I am writing webgpu ray tracer, is anyone interested in this topic?

Evgeni_Popov · December 12, 2023, 10:21pm

For some reasons, the code that checks the output of the shader messes with the results (even if it’s not between the start/end timing marks!). In my testing, I alternate between a small and a big duration:

If I comment out the code that checks the array, I don’t experience this problem:

Note that it seems the accuracy of performance.now is 0.1ms, so timing things that are < 1ms won’t be very precise.

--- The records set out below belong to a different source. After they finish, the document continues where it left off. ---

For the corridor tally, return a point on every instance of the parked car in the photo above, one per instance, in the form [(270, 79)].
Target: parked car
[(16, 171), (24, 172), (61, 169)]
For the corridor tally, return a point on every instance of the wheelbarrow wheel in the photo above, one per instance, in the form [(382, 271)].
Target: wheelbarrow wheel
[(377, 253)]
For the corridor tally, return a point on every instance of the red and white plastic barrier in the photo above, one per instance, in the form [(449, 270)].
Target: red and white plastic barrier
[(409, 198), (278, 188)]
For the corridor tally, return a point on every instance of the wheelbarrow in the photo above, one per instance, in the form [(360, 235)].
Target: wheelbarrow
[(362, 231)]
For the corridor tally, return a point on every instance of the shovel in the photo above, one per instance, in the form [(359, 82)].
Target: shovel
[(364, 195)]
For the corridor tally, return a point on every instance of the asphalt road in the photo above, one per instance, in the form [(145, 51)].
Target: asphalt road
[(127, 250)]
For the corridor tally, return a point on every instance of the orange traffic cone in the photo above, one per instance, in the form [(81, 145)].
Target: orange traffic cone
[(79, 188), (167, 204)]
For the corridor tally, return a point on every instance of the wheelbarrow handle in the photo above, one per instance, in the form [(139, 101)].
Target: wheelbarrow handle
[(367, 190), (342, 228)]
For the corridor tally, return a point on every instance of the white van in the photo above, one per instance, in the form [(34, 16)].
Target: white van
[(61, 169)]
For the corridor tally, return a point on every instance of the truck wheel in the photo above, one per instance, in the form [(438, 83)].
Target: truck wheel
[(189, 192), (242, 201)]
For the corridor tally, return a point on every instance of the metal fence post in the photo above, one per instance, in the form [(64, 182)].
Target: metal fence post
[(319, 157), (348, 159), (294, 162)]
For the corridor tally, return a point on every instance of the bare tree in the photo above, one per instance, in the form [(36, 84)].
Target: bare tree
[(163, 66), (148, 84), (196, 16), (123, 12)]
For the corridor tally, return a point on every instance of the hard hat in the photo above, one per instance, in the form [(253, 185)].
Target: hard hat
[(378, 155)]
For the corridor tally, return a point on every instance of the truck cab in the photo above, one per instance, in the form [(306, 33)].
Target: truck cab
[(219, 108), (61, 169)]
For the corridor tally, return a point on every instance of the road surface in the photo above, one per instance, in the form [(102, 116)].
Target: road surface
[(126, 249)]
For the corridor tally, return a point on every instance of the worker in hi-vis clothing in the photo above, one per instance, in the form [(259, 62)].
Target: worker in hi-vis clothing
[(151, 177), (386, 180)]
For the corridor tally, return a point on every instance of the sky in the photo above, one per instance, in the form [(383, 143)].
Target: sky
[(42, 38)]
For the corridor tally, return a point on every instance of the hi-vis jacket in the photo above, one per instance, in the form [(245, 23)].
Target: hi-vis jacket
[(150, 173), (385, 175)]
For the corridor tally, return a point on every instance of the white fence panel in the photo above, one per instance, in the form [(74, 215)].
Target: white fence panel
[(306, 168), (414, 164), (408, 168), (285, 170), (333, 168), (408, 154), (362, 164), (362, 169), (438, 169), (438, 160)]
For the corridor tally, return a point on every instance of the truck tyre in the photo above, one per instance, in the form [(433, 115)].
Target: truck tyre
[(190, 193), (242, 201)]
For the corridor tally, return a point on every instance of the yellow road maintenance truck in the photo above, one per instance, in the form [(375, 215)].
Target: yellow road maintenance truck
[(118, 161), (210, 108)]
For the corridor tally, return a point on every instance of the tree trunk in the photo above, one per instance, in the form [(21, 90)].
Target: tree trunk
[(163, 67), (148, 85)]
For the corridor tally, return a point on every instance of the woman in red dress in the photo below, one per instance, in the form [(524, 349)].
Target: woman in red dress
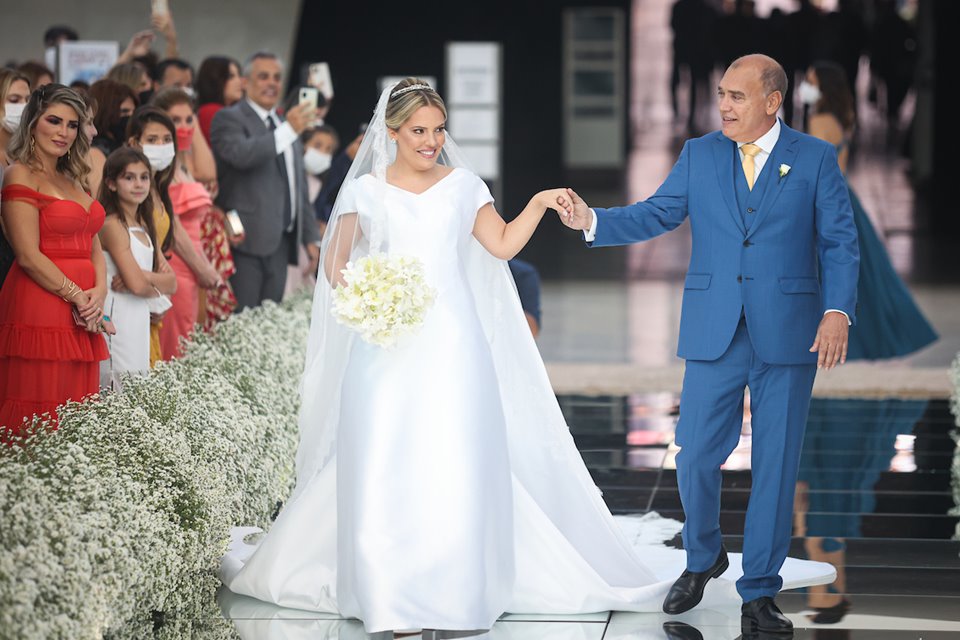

Also, you sometimes get a measure or two that can be quite bigger than the other measures, and it will bias the average. It’s probably due to the browser and/or what happens at that time on the computer. For a better average calculation, you should remove the X biggest / smallest values to compute the final average.

Note that the PR is now merged, and is available on the Playground.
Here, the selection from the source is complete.